More and more these days, Hill Country is also wine country, and it starts 12 miles north of Boerne on FM 1376, where Sister Creek Vineyards, 1142 Sisterdale Hwy. (www.sistercreekvineyards.com; tel. 830/324-6704), is set in a converted century-old cotton gin on the main—actually the only—street in Sisterdale. The winery creates traditional French wines using traditional French techniques, but the attitude is Texas friendly.
Where to Stay & Eat in Boerne
Peggy’s on the Green, 128 W. Blanco (www.peggysonthegreen.com; tel. 830/249-9954), created by Mark Bohanan, chef/owner of Bohanan’s steakhouse in San Antonio, offers upscale Southern cooking—think chicken-fried quail—along with steak and seafood; entrees run from moderate to expensive.
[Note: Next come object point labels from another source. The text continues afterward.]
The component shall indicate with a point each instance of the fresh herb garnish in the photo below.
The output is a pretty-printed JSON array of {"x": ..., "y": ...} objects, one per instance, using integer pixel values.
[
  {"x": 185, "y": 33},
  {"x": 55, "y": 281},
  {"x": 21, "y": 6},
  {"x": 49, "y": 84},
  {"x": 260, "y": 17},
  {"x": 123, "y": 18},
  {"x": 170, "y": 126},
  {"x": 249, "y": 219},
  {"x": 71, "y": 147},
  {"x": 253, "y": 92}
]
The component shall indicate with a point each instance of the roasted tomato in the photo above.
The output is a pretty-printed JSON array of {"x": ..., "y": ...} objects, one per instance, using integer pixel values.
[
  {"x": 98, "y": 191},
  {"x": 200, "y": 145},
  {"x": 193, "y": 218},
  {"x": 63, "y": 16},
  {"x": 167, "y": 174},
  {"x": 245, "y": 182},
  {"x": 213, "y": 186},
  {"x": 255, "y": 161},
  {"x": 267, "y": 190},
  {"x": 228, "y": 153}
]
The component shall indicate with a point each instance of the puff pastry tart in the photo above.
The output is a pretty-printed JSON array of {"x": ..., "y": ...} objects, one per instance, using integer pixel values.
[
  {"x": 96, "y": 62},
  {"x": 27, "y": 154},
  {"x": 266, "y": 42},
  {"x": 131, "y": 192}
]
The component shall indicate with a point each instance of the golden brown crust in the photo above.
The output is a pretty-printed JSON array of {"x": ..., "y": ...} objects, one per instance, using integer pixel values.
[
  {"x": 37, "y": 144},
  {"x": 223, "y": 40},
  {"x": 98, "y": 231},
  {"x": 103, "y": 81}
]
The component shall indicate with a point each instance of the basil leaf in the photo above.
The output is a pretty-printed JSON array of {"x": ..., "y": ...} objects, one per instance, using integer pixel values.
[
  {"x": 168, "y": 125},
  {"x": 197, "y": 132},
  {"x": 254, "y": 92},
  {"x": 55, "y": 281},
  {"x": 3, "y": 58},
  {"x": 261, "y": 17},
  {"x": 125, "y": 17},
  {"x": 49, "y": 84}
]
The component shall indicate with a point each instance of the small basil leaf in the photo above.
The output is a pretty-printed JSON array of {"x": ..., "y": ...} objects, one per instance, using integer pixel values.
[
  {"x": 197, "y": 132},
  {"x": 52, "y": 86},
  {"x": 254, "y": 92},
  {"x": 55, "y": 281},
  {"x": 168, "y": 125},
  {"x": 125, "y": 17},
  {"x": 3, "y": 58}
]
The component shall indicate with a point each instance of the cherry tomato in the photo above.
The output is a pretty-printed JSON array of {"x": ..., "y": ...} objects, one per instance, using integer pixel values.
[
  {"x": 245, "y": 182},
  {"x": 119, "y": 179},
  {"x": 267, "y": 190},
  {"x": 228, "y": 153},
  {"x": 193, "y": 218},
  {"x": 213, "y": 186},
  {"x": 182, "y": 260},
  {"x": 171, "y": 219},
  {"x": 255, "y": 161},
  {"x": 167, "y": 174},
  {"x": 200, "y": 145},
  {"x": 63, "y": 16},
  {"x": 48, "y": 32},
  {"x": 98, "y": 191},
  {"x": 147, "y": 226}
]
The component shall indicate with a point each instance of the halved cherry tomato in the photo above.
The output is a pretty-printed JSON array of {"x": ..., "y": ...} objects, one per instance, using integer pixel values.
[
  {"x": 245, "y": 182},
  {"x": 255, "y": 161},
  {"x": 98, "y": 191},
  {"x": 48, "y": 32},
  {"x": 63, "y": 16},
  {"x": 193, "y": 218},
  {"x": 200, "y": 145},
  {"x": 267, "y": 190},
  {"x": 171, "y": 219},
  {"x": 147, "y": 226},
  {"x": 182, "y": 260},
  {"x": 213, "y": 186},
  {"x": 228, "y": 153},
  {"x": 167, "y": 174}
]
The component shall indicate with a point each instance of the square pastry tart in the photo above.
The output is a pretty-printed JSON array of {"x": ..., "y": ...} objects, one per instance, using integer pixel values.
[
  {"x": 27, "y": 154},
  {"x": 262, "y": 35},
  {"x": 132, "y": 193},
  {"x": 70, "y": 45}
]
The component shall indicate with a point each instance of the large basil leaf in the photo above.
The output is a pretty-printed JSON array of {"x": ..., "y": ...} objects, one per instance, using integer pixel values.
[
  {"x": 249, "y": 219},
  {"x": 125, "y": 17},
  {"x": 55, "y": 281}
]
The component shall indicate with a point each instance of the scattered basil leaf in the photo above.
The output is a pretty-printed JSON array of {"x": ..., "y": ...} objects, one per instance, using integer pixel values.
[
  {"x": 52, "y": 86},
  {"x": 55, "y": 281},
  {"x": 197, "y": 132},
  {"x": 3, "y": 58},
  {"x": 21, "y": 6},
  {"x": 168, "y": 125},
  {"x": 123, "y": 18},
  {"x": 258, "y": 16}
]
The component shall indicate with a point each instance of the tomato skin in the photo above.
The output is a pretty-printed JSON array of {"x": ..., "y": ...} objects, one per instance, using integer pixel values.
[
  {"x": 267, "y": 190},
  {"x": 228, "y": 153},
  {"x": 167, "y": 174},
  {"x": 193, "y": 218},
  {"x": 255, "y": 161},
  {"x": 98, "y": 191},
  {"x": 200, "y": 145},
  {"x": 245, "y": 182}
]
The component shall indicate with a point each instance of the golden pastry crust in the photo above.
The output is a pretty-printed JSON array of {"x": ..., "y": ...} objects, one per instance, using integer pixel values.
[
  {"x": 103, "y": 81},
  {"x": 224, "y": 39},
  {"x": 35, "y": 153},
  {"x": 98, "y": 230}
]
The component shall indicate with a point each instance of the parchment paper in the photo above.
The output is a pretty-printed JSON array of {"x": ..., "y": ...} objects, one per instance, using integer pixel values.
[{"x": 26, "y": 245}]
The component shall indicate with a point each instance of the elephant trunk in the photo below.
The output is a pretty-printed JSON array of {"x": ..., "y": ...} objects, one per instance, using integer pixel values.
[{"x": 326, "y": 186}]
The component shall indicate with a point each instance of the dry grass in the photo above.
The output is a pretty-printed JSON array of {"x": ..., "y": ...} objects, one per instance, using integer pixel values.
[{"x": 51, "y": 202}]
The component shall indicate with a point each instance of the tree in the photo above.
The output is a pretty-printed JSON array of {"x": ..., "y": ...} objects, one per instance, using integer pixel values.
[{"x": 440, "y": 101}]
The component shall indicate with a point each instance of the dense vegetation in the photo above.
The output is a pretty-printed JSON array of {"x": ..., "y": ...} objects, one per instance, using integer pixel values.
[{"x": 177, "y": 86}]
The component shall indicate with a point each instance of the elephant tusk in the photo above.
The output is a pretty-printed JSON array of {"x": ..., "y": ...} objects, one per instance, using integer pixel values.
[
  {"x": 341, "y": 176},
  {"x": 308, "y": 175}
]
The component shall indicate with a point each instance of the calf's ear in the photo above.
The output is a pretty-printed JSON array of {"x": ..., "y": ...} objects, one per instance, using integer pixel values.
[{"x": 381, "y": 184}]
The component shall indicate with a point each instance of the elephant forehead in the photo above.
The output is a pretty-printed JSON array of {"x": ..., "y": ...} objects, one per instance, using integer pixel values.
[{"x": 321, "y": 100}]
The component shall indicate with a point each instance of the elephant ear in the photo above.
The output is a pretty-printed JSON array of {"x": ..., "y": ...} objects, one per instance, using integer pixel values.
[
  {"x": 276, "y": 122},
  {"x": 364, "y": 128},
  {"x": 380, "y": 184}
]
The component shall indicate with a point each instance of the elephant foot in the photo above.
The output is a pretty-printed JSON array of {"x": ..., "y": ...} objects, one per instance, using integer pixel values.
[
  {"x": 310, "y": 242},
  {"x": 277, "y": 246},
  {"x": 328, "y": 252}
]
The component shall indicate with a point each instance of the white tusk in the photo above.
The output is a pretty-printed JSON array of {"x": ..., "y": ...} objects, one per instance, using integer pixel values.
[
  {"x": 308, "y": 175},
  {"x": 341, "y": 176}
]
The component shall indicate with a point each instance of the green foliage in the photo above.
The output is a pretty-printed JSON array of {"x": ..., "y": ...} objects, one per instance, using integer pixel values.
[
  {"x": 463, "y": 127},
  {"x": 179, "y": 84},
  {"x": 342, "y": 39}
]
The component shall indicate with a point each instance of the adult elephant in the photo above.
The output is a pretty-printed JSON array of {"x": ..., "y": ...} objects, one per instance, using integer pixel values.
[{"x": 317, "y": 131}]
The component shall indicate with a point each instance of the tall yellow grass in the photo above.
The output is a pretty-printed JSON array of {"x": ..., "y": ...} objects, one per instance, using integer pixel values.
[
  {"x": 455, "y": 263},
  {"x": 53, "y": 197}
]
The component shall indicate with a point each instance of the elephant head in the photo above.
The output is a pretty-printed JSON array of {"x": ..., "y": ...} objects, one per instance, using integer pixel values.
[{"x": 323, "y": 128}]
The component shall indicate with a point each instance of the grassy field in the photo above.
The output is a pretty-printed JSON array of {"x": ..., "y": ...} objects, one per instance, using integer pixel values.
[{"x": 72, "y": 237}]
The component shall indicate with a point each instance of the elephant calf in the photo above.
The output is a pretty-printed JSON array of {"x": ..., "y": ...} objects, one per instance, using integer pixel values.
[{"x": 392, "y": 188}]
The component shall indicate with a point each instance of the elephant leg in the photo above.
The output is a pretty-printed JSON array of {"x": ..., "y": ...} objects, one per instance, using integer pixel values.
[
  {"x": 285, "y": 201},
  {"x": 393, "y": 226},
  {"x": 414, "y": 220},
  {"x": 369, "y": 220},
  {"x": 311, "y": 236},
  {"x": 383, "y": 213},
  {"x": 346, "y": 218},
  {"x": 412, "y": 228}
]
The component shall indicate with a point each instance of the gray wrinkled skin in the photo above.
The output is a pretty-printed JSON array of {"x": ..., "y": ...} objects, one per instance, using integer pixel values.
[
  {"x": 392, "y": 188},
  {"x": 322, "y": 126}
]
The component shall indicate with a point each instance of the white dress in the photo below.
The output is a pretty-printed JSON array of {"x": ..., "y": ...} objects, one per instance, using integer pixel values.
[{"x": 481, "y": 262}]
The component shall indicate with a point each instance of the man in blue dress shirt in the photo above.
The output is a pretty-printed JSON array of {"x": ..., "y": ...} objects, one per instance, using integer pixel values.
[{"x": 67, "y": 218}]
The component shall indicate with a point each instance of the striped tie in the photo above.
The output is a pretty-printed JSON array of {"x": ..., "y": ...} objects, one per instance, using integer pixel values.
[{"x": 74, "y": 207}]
It’s open for lunch and dinner Tuesday to Saturday, brunch and dinner on Sunday. Peggy’s is the dining room for Ye Kendall Inn (www.yekendallinn.com; tel. 830/249-2138), a Territorial-style boutique hotel fronting the main plaza. Opened as a stagecoach lodge in 1859, it now offers a variety of rooms, suites, and cabins in the moderate to expensive price range.
The more casual and less expensive Bear Moon Bakery, 401 S. Main St. (www.bearmoonbakery.com; tel. 830/816-2327), is ideal for a hearty breakfast or light lunch. Organic ingredients and locally grown produce are used for the inventive soups, salads, sandwiches, and baked goods. You can watch ducks frolic in Cibolo Creek’s old mill pond when you dine at Dodging Duck Brewhaus, 402 River Rd. (www.dodgingduck.com; tel. 830/248-3825). Sit out on the covered deck and enjoy lunch or dinner from an eclectic brewpub menu—everything from Cajun stuffed mushrooms to antelope burgers—as well as suds brewed on the premises. Prices are moderate.
Note: This information was accurate when it was published, but can change without notice. Please be sure to confirm all rates and details directly with the companies in question before planning your trip.